When I turned my head in her direction, I gasped. Bored from the lack of excitement, she had stood up on her stand and was in the middle of the biggest stretch I had ever seen anyone perform while on a deer stand.

I whispered, “Dian, Dian, Diaaaan”. She looked in my direction, saw the deer, and slapped her hand over her mouth, as if to say.” Ooooooooooooooh, I’m sorry!”
The doe had moved out to 25-yards, I thought. After settling the 25-yard pin behind her shoulder and touching my release, I watched in disbelief as my arrow sailed 3-inches over her back. I chuckled as I watched another tick-tock white flag waving as the doe bounded through the woods.

“I am sorry I messed it up”, Dian apologized.

“Just happy you got to see a deer your first time on a stand “, I replied.

Within 30-minutes the sun began to slip low into the western sky. Dian had indicated earlier that she was still hearing deer eating acorns to the east. A grove of magnificent white oaks lay in the drainage in that direction. Deer could eat their fill of sweet, white oak acorns in a short time.

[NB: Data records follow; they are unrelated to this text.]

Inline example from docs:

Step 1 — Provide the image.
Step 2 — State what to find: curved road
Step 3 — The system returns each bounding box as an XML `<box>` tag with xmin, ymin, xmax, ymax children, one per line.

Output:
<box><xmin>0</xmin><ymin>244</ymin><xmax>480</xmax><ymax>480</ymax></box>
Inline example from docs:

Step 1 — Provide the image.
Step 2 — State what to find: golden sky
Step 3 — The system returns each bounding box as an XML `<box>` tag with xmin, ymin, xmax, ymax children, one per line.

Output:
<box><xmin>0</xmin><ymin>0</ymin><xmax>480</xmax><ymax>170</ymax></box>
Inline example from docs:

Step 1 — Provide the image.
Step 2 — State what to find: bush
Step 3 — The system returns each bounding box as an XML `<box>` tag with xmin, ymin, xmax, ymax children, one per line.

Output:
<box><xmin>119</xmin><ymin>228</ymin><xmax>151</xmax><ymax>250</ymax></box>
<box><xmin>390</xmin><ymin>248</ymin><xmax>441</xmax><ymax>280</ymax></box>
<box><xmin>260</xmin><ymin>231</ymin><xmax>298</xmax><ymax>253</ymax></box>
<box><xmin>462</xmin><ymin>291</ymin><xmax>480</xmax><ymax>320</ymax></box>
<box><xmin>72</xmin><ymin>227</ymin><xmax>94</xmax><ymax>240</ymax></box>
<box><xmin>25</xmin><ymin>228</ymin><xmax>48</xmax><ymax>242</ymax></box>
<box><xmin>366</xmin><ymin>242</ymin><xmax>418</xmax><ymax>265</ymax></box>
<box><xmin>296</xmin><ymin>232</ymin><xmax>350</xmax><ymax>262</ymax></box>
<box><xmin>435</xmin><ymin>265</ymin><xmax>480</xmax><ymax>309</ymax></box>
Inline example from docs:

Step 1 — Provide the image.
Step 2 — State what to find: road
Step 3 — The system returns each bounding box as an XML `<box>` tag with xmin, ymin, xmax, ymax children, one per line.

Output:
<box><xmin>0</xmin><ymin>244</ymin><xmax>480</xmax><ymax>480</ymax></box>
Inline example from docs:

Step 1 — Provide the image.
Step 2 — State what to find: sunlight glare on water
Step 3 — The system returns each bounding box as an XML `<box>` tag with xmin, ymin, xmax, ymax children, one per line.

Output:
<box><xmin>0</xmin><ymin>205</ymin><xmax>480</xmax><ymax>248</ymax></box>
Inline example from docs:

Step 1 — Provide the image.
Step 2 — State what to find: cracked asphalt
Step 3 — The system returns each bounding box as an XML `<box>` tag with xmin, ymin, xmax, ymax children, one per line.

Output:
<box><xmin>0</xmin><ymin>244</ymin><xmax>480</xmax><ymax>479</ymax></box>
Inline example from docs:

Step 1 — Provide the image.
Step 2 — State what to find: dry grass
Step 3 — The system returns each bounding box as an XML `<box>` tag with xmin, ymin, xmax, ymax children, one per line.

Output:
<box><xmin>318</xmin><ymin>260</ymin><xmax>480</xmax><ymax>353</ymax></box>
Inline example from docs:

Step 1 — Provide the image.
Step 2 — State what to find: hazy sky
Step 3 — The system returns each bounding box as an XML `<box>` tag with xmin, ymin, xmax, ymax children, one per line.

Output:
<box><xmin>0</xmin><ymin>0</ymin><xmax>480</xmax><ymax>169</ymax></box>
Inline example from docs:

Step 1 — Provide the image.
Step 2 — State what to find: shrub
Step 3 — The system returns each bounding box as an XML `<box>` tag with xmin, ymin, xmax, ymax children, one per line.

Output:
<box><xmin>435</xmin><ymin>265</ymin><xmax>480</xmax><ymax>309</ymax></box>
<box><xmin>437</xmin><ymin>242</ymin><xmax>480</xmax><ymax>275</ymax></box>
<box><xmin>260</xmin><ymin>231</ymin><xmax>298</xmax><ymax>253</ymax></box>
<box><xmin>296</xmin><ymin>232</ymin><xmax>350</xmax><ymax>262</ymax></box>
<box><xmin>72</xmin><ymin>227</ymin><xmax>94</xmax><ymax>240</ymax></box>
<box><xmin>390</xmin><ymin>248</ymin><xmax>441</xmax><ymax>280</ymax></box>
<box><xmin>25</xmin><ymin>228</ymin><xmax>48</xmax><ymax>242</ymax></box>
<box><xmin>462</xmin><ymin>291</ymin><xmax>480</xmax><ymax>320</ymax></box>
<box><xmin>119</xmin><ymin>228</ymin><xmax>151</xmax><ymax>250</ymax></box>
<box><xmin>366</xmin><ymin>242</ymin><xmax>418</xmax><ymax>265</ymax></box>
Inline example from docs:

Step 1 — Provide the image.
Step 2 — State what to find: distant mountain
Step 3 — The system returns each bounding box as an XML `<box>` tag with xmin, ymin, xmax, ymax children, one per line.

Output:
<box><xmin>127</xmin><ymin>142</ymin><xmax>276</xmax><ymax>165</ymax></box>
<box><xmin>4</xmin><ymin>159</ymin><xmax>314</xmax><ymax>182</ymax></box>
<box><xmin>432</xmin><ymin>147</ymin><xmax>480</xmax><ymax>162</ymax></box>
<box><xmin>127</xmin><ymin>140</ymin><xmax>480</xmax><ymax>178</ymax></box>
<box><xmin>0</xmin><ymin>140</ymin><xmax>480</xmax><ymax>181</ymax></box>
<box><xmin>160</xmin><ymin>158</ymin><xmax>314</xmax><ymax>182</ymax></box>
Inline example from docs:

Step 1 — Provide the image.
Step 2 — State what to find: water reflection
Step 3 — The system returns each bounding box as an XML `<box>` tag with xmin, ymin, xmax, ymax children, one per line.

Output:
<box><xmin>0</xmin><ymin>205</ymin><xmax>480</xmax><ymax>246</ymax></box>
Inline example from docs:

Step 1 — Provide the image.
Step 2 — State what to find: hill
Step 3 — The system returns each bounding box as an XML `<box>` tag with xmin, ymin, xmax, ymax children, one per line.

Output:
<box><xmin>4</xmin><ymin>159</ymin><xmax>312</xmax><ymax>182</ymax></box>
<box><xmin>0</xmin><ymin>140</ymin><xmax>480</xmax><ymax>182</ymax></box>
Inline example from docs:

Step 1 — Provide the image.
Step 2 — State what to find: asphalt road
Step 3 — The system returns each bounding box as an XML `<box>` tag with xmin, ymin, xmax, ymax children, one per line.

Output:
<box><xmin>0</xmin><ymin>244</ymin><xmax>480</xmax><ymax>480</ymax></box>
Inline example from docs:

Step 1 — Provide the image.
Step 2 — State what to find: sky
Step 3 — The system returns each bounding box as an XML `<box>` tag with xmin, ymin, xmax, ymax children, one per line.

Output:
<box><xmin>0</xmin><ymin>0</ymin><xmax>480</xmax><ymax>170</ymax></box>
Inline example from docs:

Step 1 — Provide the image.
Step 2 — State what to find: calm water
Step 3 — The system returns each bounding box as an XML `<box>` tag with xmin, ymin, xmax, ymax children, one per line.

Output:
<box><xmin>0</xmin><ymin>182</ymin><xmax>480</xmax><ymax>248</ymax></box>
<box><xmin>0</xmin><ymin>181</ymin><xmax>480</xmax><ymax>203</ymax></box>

Light faded quickly. A deer would have had to be within 30-yards to make a clean shot. I seldom take a shot over 20-yards. As I began letting my bow down from my stand I heard Dian whispering that a deer was close. Almost simultaneously, a buck stepped into the food plot, snorted, and spun to gain the cover of the woods. Tick-tock, tick-tock, tick-tock.

“I told you there was a deer right out there” Dian retorted.

“Well, we have had a great afternoon”, I responded.

The food plot had worked its magic. There would be many more wonderful afternoons to enjoy sitting on a deer stand at the edge of my food plot within sight of my home.